The pilot had serious problems from the start of the flight. He told the air traffic controller he had no control and couldn’t seem to get the nose down. He was given clearance to land on any available runway but was said to have replied he didn’t think he was going to make it back. The airplane was observed by airport rescue and firefighting personnel as coming “tail-end down” and then “nose down.” At the coroner’s inquest, Macon County sheriff’s Lieutenant Jim Root said witnesses saw Southerland’s plane flying erratically before it went down, at one point going into a spin and losing one of its wings. The pilot fell out of the craft about 100 feet above the ground and impacted before his plane did. The NTSB confirmed the damage was consistent with structural overload and reported that no other anomalies were found.
The aircraft had been recently constructed by the pilot who was reported to be a meticulous craftsman and a talented wood worker by profession.

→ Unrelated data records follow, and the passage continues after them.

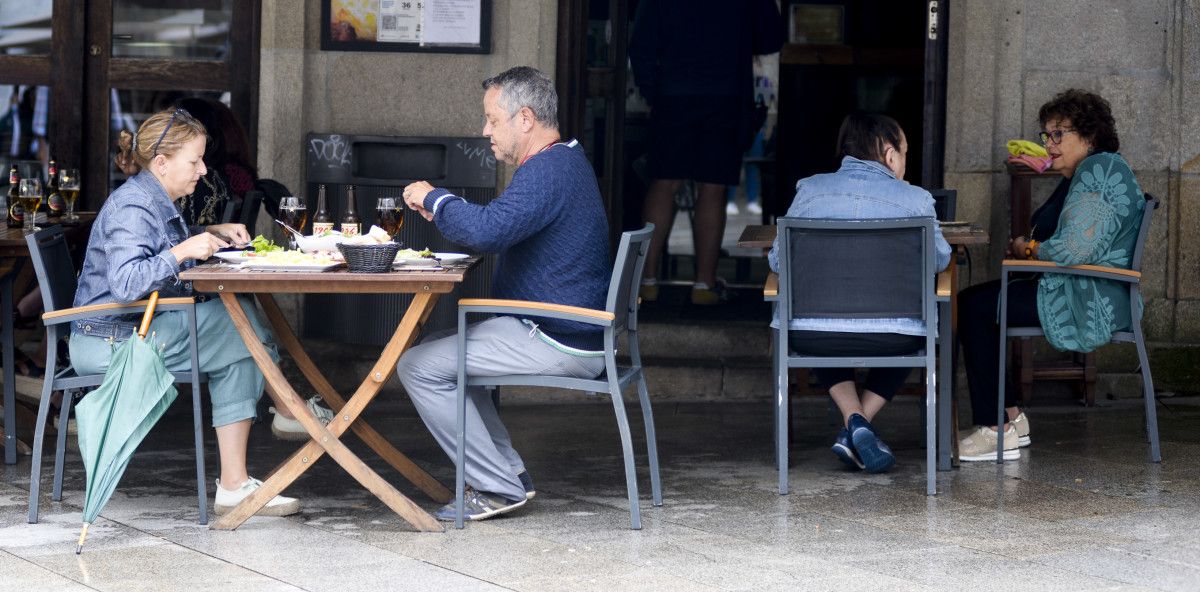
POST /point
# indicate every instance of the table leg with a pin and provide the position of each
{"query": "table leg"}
(325, 438)
(401, 462)
(10, 375)
(945, 384)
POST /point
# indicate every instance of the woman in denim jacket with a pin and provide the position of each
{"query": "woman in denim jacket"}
(139, 244)
(869, 185)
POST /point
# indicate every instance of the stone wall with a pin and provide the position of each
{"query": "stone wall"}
(1007, 58)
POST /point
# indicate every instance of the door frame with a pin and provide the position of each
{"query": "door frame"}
(79, 70)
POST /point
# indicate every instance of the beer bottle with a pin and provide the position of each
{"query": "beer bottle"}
(54, 201)
(351, 226)
(322, 221)
(16, 216)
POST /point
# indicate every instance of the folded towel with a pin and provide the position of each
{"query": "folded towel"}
(1025, 148)
(1039, 163)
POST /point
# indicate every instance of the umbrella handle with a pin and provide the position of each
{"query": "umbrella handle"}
(149, 315)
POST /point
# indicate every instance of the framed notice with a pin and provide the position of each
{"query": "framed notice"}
(407, 25)
(816, 23)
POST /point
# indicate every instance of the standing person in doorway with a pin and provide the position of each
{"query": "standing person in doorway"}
(691, 61)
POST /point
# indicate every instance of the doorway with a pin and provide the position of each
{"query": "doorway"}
(91, 67)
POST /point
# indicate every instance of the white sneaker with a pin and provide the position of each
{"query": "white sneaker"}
(228, 500)
(291, 429)
(981, 446)
(1023, 429)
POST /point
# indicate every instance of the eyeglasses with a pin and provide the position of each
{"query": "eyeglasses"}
(1055, 136)
(181, 113)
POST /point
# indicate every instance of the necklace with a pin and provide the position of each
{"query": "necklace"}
(557, 141)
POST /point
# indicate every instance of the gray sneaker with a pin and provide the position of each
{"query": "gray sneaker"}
(479, 506)
(981, 446)
(291, 429)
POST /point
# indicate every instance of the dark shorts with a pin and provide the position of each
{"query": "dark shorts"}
(697, 138)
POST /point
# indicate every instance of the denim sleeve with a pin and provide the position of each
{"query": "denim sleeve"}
(135, 264)
(792, 211)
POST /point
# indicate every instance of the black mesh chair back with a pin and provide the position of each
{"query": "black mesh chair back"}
(1144, 232)
(57, 277)
(627, 274)
(54, 268)
(945, 203)
(250, 204)
(840, 271)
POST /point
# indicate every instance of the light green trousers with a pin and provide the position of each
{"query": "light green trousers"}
(234, 381)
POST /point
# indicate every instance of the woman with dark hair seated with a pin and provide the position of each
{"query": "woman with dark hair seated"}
(869, 185)
(228, 160)
(1092, 217)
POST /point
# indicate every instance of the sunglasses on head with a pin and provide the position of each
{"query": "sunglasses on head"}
(181, 113)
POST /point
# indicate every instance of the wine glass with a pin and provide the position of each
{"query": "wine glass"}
(29, 192)
(69, 185)
(294, 213)
(389, 215)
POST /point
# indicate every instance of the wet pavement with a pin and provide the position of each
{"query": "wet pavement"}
(1083, 509)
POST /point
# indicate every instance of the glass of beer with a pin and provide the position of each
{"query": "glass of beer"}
(389, 215)
(30, 195)
(69, 186)
(294, 213)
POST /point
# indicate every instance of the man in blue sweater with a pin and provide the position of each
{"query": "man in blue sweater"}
(551, 235)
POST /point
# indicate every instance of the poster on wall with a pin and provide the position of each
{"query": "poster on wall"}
(407, 25)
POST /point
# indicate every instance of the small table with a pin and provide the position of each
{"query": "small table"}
(426, 286)
(959, 237)
(13, 275)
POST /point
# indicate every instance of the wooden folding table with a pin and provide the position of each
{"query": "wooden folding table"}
(228, 281)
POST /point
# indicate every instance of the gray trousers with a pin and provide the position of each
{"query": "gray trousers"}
(495, 347)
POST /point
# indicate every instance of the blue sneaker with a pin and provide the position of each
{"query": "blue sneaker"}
(845, 449)
(479, 506)
(876, 455)
(527, 483)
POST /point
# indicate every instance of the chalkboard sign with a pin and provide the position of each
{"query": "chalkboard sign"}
(383, 160)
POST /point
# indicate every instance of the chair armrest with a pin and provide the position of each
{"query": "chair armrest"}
(580, 314)
(1037, 265)
(95, 310)
(943, 283)
(771, 287)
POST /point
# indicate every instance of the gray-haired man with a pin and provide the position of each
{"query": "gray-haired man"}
(550, 231)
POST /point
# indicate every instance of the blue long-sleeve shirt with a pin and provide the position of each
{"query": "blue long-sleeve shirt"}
(551, 233)
(862, 190)
(129, 253)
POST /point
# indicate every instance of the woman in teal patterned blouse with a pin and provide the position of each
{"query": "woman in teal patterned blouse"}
(1098, 225)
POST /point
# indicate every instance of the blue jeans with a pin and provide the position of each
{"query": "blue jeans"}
(234, 381)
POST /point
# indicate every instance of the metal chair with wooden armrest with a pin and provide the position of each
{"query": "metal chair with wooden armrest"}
(619, 316)
(57, 279)
(1132, 277)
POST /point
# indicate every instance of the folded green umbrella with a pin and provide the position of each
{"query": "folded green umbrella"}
(115, 418)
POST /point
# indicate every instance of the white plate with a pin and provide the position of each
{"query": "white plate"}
(232, 256)
(291, 267)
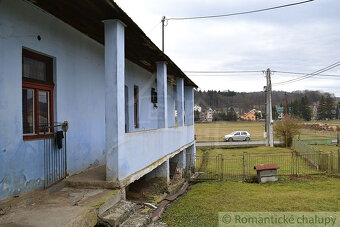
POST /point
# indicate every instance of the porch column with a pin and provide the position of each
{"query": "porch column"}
(162, 94)
(189, 105)
(180, 101)
(114, 94)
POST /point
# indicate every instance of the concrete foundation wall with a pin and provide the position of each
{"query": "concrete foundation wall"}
(162, 171)
(79, 84)
(141, 149)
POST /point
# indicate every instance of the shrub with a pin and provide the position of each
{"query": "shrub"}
(286, 129)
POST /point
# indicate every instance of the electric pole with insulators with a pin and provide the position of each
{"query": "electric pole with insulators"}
(269, 111)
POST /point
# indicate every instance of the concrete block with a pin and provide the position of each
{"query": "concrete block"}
(116, 215)
(137, 220)
(112, 201)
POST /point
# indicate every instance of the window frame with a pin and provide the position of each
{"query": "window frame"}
(136, 105)
(36, 86)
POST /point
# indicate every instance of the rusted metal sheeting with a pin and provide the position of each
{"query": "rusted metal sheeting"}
(266, 166)
(87, 16)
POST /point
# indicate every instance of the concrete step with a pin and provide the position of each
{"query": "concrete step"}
(91, 178)
(118, 214)
(137, 220)
(158, 224)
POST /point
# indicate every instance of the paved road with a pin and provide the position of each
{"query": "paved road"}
(242, 143)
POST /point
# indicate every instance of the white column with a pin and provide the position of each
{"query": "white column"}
(114, 94)
(180, 101)
(162, 94)
(189, 105)
(171, 105)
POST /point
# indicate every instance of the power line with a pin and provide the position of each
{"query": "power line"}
(308, 75)
(301, 73)
(238, 13)
(236, 71)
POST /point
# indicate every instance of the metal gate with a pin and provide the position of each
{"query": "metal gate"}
(55, 153)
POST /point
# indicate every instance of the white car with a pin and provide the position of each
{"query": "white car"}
(237, 136)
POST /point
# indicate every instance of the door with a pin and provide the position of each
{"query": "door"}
(55, 165)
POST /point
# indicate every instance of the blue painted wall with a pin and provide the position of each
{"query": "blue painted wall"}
(79, 84)
(79, 99)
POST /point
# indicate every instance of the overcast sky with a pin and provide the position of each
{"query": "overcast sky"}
(302, 38)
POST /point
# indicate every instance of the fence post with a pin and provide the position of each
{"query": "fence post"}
(331, 161)
(338, 160)
(221, 169)
(244, 167)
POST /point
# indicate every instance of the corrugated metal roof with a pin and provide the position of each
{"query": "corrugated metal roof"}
(87, 16)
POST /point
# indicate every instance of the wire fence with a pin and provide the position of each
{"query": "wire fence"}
(241, 167)
(320, 153)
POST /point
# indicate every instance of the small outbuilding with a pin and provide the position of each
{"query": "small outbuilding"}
(267, 172)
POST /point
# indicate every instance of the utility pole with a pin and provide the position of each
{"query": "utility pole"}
(163, 24)
(269, 116)
(286, 119)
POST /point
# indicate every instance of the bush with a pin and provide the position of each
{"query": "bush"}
(287, 126)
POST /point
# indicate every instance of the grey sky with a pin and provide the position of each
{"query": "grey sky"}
(301, 38)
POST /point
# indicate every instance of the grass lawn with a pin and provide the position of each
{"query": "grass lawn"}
(215, 131)
(201, 204)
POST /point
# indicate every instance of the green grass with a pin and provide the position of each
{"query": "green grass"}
(306, 134)
(326, 147)
(215, 131)
(331, 122)
(201, 204)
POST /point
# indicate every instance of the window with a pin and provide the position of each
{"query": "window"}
(37, 94)
(136, 106)
(126, 90)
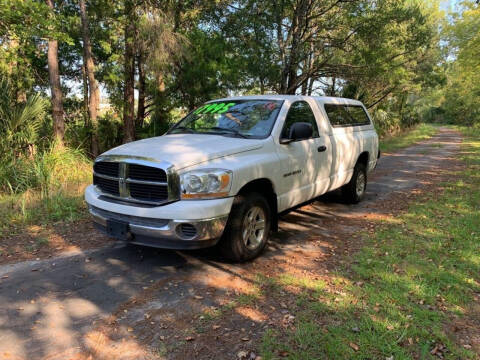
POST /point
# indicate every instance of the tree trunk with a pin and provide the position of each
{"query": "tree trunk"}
(141, 89)
(129, 69)
(56, 90)
(94, 90)
(85, 94)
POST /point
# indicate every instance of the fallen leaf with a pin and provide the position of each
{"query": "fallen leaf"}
(242, 354)
(354, 346)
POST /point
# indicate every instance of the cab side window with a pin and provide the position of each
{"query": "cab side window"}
(299, 111)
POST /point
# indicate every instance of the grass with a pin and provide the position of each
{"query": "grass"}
(407, 138)
(412, 276)
(48, 188)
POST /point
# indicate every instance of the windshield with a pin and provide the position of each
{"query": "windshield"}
(240, 118)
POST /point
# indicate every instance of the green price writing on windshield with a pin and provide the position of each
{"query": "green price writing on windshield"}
(214, 108)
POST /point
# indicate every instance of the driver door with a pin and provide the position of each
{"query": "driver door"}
(298, 159)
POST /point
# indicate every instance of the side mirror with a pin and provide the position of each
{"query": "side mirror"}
(298, 131)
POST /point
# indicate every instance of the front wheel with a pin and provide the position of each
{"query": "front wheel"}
(247, 229)
(354, 191)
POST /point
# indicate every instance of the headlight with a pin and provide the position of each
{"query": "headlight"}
(206, 183)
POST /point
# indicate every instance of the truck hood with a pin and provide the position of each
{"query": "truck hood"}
(183, 150)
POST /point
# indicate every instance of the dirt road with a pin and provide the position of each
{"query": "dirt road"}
(56, 308)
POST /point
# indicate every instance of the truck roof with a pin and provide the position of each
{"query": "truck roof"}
(321, 99)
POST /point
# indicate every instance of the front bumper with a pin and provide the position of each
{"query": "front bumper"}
(179, 225)
(163, 233)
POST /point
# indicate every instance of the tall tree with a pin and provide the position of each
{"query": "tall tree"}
(55, 87)
(89, 66)
(129, 74)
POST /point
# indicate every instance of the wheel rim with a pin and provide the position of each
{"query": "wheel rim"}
(253, 227)
(361, 183)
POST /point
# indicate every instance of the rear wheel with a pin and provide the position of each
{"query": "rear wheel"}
(247, 228)
(354, 191)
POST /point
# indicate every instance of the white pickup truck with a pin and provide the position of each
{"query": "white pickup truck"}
(224, 172)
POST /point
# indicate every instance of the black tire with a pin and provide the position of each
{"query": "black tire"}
(351, 192)
(232, 245)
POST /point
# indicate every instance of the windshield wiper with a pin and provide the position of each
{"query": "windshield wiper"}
(231, 131)
(183, 128)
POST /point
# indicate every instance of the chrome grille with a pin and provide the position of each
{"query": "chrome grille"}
(148, 192)
(107, 186)
(140, 172)
(136, 180)
(106, 168)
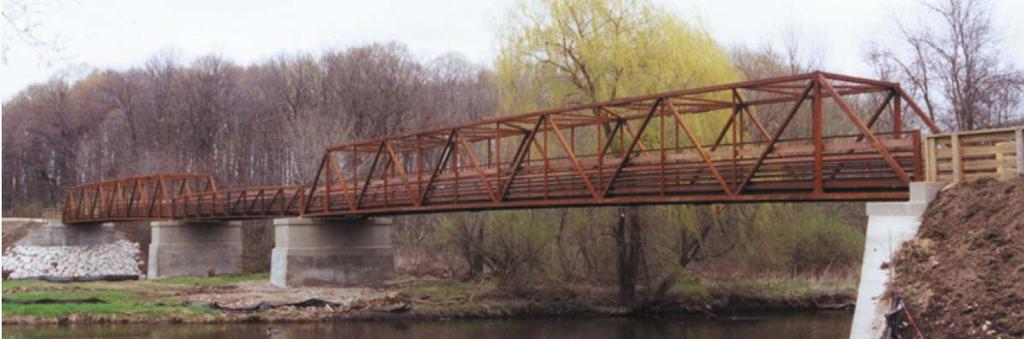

An FAA-designated airworthiness representative inspected the airplane and issued its special airworthiness certificate on October 15, 2010. The pilot passed his airman’s practical flight test in a Flightstar IISC and was issued a sport pilot certificate on November 1, 2010. He reported on the pilot certificate application that he had accumulated a total flight time of 60.7 hours of which 15.2 hours were pilot-in-command flight time.
The NTSB factual report for this accident (ID number CEN11LA090) took nine months to be issued and still doesn’t find a specific cause for the accident. The inspection for its airworthiness certificate could have missed an error in the weight and balance calculations, and there’s the possibility of a construction error or change in the design that caused the problem. Airworthiness documents indicated the airplane was powered by a three-cylinder Chevy Geo Metro G10 instead of the Rotax 447 or Rotax 503 typically used on this model.
Regardless of the cause for this accident it reminds all pilots to take extra care and avoid unplanned takeoffs when conducting high-speed taxi tests and to be ready to abort the flight before leaving ground effect if needed. Building and flying the Freebird was the culmination of a dream for the pilot who was estimated to have spent about $30,000 on the project. If the nose was high on takeoff, pulling off the power to abort the flight would have likely damaged the airplane; a pilot in that situation has barely a second or two to make the decision.